Sitting with our scores and sparing with another about our varying results, I wondered if a simple online quiz would get these kids thinking about their interactions. At eight and eleven, it's a veritable miracle that they don't fight twenty-four hours a day, though the negativity between them seems to be increasing as the developmental gap widens between them with age. "Is this just a ploy to get people to be nicer?" the older, more savvy customer asked. "Aren't I nice enough already?" said the younger who took his test with his customary breeziness and honesty.
And herein lies the rub.
Kids are asked all the time to be nice which often looks more like being inauthentic, faking it or going through the motions. And being nice doesn't require that you be honest--in fact, the opposite is most often true. Being nice can absolutely be an exercise in sparing people from the truth, especially if exposing the truth adds a layer of complication to your relationship that you'd rather not deal with.
Knowing how to be positive and how to recognize the positive things unfolding around you is a skill that anyone can develop--and it doesn't require you to cover anything over or pretend that difficulties or complications do not exist. It's about taking on a perspective that helps you stay hopeful.

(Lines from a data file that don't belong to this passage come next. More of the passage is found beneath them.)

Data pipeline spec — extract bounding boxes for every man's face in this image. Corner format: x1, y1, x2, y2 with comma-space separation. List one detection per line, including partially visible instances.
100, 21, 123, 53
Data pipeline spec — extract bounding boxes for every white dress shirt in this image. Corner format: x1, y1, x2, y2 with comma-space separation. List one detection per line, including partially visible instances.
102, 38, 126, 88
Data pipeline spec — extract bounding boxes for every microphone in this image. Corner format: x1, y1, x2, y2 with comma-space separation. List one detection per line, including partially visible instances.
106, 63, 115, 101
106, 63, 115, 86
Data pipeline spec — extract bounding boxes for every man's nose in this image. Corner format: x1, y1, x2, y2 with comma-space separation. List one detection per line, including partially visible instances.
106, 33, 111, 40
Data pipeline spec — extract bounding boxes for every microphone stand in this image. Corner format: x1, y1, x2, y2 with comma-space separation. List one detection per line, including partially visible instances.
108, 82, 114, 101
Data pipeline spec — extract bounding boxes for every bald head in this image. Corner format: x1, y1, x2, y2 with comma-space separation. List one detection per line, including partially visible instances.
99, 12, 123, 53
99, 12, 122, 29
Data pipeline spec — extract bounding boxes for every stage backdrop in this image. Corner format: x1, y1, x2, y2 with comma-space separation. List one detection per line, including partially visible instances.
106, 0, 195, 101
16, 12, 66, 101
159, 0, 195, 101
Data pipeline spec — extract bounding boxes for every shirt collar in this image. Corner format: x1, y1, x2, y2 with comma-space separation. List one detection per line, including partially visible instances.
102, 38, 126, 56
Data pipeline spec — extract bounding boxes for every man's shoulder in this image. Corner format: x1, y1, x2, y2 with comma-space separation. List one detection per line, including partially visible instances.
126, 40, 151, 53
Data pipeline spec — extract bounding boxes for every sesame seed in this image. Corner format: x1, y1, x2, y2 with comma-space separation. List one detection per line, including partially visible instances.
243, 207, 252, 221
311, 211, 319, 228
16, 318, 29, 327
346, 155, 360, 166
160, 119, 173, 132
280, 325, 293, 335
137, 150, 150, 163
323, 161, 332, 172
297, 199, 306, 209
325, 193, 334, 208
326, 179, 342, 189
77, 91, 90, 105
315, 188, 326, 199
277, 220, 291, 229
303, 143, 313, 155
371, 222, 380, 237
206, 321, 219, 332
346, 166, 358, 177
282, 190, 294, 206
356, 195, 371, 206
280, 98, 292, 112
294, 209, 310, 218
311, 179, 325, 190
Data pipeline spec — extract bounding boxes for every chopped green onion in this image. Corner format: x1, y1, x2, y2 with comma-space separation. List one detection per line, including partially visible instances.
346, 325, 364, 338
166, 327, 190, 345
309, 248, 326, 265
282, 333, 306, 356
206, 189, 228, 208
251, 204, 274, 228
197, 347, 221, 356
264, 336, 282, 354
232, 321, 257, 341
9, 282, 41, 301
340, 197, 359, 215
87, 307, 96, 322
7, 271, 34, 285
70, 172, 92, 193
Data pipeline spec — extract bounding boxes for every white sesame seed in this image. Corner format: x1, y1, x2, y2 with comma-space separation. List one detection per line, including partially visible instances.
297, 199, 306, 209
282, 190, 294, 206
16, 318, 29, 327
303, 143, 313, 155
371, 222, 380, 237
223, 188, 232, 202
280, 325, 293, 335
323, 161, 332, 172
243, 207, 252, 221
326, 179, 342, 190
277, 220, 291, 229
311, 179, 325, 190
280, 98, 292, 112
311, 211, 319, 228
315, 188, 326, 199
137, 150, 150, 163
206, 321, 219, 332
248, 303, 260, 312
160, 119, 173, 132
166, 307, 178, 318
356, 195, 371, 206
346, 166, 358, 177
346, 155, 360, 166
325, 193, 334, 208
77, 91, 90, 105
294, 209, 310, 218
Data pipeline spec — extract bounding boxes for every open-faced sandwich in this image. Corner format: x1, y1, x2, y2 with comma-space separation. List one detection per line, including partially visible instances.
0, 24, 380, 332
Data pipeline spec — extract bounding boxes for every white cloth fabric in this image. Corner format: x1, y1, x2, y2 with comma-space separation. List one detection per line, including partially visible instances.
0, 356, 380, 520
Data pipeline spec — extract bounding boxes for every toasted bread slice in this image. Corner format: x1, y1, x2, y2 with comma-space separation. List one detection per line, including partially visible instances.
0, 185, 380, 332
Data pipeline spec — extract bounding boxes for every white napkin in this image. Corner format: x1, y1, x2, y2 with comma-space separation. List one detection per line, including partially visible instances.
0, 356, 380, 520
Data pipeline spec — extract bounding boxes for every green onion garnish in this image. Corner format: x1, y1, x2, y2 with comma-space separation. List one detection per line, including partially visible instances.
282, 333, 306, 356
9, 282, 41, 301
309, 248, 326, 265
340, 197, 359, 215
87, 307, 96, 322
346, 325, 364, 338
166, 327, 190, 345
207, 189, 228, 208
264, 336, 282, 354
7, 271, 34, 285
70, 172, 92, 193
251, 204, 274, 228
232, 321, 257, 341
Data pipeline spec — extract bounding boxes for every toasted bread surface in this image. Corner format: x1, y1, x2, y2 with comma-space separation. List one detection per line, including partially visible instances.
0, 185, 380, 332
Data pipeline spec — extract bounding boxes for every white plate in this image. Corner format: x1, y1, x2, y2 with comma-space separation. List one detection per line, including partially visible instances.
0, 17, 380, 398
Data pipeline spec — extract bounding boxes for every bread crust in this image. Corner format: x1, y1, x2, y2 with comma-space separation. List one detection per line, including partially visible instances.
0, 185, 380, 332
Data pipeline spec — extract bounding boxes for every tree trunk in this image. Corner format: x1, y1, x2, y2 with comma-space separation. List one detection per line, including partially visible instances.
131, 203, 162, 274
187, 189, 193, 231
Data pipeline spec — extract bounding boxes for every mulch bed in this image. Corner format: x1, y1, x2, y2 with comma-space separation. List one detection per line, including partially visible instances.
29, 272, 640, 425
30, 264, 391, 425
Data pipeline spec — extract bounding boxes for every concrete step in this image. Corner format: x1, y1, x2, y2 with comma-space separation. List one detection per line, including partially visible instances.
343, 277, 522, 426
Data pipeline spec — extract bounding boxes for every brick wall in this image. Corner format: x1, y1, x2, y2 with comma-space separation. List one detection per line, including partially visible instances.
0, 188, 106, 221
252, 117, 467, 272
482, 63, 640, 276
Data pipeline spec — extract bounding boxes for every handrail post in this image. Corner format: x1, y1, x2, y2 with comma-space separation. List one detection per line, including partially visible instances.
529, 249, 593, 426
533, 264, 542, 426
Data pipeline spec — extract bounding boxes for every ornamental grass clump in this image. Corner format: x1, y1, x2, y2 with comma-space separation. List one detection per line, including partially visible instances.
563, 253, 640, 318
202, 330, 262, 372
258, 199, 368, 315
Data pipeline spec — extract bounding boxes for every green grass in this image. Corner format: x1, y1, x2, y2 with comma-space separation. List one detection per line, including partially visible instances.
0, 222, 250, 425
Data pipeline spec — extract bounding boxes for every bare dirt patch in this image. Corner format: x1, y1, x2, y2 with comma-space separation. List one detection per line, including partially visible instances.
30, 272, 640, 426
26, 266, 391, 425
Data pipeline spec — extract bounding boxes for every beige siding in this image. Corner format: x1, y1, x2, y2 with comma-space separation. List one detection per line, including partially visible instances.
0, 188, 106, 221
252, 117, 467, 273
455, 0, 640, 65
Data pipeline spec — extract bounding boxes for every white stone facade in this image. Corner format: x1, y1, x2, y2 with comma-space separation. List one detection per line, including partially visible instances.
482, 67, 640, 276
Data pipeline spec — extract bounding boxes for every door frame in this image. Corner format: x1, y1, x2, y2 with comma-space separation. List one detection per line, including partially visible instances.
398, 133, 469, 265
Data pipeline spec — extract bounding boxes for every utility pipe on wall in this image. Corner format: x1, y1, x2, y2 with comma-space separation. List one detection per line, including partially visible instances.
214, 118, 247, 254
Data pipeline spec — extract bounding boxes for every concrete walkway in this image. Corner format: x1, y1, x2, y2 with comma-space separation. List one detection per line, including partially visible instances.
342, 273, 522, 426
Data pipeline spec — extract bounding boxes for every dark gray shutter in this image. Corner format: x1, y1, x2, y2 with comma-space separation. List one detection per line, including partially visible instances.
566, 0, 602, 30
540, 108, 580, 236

It's about recognizing how your take on things can help (or hurt) other people in their attempt to stay hopeful, too.
"I don't think it's about being nice," I told them both. "It's more about understanding that having a positive outlook on what's happening can help you and that talking that way helps other people, too."
What do you think? Are you teaching your kids to be nice or to be positive? Do you think you can find a way for them to be authentic and honest (especially about elephants in the room) in the process?